The First Presbyterian Church in Philadelphia holds a special place in the history of the faith.

In an 1830 letter to Albert Barnes, Samuel Miller of Princeton Theological Seminary called it “the mother of us all.” As the first Presbyterian church in Colonial America’s most Presbyterian city, it is the flagship church of early Presbyterianism.

Little of the original church remains, in part owing to the congregation’s mobility though the years. Organized in 1698, First Church’s original home, known as “Old Buttonwood,” was located on Market and Bank streets. After moves in 1820 to Seventh and Locust Streets and in 1928 to Fifteenth and Locust, it moved a fourth and final time to Twenty-First and Walnut Streets in 1949.

Some of the few remnants of “Old Buttonwood” can be found at the Presbyterian Historical Society — in the form of tombstones embedded in the northern wall.

How did the tombstones become literal parts of our building?

Tombstone embedded in wall of Presbyterian Historical Society, 2014.

Tombstone embedded in wall of Presbyterian Historical Society, 2014. — Presbyterian Historical Society

When the First Presbyterian Church moved from Market Street, it left behind a burial ground on Bank Street. When that plot was sold, more than 100 years of remains had to be removed and reinterred. That happened between 1847 and 1848, when a mass grave in Laurel Hill Cemetery became the new resting place for 1,500 souls. Today, beneath a monument commemorating the reinterred, a staircase leads to a crypt containing the ashes and bones of those bodies formerly buried beside Bank Street.

During the 18th century, First Presbyterian Church had a second burial plot at Fourth and Pine Street in what was then a remote corner of Philadelphia. Part of that land became Third Presbyterian Church, which was erected from 1767 to 1768.

By 1792, the Third Presbyterian Church had purchased most of the land at Fourth and Pine streets, though First Presbyterian Church still owned the western end of the property, which it used as a burial ground. As bodies were being removed from Bank Street, 900 that did not go to Laurel Hill were reinterred next to Pine Street.

The Pine Street cemetery, today adjacent to Old Pine Street Presbyterian Church, also served another useful purpose. Families that opted to have their ancestors reinterred at Laurel Hill Cemetery were not allowed to bring headstones, some of which dated from the eighteenth century, including one inscribed with the date 1745.

“That bothered some of the descendants,” said Ronn Shaffer, director of the Old Pine Conservancy, “so they removed family headstones, brought them over to Pine Street, and leaned them against the south and west walls.”

In the 1840s, the burial ground on Pine Street was enclosed with a brick wall that the Third Presbyterian Church had built to replace a wooden fence local residents pilfered for firewood. To the south of the brick wall ran a small alley called Terror Street, which was eventually renamed Addison Street. Today, Addison Street runs intermittently west to east.

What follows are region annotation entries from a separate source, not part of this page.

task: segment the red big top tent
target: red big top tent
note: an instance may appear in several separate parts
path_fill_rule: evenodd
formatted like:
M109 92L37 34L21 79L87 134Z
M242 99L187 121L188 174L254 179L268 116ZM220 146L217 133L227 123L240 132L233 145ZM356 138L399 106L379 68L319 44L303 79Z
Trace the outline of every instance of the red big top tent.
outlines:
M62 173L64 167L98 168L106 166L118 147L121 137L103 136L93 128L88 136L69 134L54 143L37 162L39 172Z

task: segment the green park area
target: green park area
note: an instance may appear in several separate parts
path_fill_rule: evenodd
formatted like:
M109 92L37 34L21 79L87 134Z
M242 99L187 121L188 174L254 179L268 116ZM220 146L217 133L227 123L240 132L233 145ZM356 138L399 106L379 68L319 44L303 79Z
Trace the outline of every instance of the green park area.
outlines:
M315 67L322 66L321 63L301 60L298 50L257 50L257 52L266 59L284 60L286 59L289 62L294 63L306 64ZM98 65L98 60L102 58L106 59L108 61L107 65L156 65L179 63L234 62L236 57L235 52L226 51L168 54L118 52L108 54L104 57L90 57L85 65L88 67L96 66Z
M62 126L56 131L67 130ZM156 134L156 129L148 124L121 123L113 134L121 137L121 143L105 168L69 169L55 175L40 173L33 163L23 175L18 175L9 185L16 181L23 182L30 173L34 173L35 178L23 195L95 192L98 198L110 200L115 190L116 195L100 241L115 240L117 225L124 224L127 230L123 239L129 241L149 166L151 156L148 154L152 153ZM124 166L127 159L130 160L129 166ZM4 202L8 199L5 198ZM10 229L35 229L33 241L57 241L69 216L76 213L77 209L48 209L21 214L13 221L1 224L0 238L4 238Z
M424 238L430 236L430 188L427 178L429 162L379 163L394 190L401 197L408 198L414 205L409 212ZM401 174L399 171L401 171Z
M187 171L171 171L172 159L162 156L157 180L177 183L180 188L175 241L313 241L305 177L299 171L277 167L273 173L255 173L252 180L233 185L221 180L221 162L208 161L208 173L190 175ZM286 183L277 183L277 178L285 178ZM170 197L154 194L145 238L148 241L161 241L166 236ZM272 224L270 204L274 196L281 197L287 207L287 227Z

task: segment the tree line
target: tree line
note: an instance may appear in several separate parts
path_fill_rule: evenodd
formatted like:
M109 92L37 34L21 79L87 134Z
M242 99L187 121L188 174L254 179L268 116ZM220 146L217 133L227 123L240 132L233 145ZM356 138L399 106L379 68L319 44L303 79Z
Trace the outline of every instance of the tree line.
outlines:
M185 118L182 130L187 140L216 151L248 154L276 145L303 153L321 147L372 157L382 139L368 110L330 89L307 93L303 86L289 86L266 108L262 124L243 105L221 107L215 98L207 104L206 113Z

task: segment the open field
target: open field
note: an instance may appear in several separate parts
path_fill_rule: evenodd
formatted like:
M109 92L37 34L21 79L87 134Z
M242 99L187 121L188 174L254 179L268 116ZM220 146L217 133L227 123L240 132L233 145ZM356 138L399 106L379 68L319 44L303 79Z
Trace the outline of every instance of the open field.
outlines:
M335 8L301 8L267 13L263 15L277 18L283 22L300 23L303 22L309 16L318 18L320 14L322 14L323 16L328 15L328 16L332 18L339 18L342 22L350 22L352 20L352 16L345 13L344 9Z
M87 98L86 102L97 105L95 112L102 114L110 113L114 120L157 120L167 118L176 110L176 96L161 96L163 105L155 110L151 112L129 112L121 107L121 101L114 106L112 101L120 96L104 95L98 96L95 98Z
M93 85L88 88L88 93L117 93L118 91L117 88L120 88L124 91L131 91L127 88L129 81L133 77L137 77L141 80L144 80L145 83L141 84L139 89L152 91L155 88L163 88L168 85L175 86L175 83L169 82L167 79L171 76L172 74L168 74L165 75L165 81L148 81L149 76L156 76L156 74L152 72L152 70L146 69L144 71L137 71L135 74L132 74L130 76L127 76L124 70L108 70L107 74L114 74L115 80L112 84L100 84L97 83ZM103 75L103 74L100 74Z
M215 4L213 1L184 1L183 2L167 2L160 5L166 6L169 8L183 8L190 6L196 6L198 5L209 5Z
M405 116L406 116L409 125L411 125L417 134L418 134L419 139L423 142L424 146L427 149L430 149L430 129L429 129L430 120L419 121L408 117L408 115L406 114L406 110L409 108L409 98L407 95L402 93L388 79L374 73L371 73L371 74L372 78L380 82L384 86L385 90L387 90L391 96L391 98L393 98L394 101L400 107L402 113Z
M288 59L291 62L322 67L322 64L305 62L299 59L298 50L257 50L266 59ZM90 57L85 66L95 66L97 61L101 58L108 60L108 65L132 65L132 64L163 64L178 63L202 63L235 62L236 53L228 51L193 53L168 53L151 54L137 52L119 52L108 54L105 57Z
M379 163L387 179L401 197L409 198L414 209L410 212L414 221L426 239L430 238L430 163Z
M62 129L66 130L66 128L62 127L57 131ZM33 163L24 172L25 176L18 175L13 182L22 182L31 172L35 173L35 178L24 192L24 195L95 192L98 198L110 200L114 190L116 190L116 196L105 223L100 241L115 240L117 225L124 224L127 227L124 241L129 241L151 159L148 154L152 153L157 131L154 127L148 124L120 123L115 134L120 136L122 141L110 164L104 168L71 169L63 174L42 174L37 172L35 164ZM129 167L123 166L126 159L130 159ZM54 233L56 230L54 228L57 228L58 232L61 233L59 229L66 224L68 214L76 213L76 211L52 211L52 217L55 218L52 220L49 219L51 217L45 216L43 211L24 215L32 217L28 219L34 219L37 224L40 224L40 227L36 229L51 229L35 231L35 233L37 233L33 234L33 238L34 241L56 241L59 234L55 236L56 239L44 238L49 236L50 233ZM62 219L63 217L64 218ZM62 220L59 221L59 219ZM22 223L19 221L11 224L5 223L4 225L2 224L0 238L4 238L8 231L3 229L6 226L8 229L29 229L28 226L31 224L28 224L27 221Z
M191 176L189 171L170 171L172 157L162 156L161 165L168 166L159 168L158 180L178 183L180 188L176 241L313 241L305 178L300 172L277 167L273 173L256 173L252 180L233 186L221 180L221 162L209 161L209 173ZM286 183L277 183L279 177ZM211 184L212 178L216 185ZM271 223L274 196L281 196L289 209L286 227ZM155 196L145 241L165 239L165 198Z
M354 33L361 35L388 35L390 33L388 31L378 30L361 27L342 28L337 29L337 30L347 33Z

The plot owned by the First Presbyterian Church, which included 43 tombstones from the Bank Street burial ground, was eventually sold to the Third Presbyterian Church. In the early 1960s, when the Presbyterian Historical Society started looking for a new home, it purchased an abandoned lot behind the Third Presbyterian Church as the site of its new headquarters.

During construction, the old south wall of the church cemetery was torn down and Addison Street became the rear of the Society’s new headquarters. To preserve the old tombstones, the architects decided to embed thirty of them — some more than 200 years old — in the northern wall of the new building.

If you visit Bank Street today, between Market and Chestnut streets, you will find a small urban alleyway filled with apartment buildings, offices, and a nightclub. It’s hard to believe that this was once a green burial space for the city’s first Presbyterians.

Luckily, part of that past is preserved in the walls of the Presbyterian Historical Society.

David Koch is described by the Presbyterian Historical Society as “a professional archivist and amateur sleuth.”